My birthday came and went with just the right amount of celebration. I got a cake and presents from Doc for the next few days, as they arrived in the mail. I got a black cotton shirt dress, mini, with tassels hanging from the hem. I also got a Dodge Charger Daytona Hot Wheel car. And cake, chocolate cake with no flowers. It was a perfect week.

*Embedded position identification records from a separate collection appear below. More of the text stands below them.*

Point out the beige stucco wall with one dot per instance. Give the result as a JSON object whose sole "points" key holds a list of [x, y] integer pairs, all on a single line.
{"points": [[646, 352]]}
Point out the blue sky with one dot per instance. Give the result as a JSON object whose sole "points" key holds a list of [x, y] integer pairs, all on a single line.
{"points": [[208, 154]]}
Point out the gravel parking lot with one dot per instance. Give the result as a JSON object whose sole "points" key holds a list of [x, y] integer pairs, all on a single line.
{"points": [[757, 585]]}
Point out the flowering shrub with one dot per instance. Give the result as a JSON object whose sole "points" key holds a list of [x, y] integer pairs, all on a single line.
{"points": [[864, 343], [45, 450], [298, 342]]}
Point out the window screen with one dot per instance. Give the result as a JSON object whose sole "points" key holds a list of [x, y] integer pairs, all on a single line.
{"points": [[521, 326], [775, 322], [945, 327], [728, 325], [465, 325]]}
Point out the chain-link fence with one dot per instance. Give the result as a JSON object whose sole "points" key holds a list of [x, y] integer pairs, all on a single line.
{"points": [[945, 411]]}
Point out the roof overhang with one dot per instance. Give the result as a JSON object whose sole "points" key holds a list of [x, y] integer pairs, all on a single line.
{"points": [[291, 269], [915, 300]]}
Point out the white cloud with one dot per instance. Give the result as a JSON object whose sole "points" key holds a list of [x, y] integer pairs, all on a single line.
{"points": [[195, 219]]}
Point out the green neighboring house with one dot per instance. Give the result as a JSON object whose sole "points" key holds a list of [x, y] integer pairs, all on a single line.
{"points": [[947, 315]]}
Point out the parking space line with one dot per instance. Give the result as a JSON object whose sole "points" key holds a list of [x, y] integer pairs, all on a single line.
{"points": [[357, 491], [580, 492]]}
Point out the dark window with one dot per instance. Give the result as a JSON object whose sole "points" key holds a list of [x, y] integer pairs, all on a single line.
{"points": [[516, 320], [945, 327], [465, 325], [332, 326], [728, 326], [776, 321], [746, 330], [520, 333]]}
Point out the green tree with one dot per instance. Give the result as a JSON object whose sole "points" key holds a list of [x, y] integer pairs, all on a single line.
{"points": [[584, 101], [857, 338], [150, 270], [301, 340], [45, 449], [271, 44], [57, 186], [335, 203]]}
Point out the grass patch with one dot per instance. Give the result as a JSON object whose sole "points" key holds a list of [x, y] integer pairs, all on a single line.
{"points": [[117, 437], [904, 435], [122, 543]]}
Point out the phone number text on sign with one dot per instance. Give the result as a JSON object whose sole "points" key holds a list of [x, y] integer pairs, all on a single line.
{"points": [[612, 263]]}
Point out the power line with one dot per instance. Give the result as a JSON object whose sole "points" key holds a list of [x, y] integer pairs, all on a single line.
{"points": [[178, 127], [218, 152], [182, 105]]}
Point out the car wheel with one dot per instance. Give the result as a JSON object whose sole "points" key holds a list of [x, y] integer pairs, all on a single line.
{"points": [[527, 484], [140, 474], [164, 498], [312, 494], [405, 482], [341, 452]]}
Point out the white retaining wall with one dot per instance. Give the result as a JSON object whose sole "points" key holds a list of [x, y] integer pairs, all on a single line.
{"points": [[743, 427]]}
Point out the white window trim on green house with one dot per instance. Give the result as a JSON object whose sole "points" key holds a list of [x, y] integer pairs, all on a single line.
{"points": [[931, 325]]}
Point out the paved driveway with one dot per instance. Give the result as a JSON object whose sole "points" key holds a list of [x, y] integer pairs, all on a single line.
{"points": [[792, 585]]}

And Chewbacca's lime green and black mesh ESA K9 harness got here. A little adjusting, and it fits him perfectly. I just can't walk him because I'm afraid of this neighborhood in the dark and the pavement is too hot in the daytime. This all reminds me that I need to adjust Rose's harness that Chewy has been wearing back to Rose's size. The old cat harness I am using for her is breaking and too tight on her, she's gotten a little chubby. Not so strangers would notice it, but I do.

I've battled and been victorious against two black widow spiders in the past two weeks. When I'm done here, I plan to go out with the broom and bug spray and decimate some nests, the fuckers are taking over my patio. And after Evie died upon being bitten, ever since then, I have been freaked out about the others. And they all hang out near the nests. Evie walked through one, and I think stopped to freak out. That's when she got got. I won't let any of the animals walk under chairs out there. Today that stops. I go out, I clean up, I destroy arachnids of the poisonous persuasion.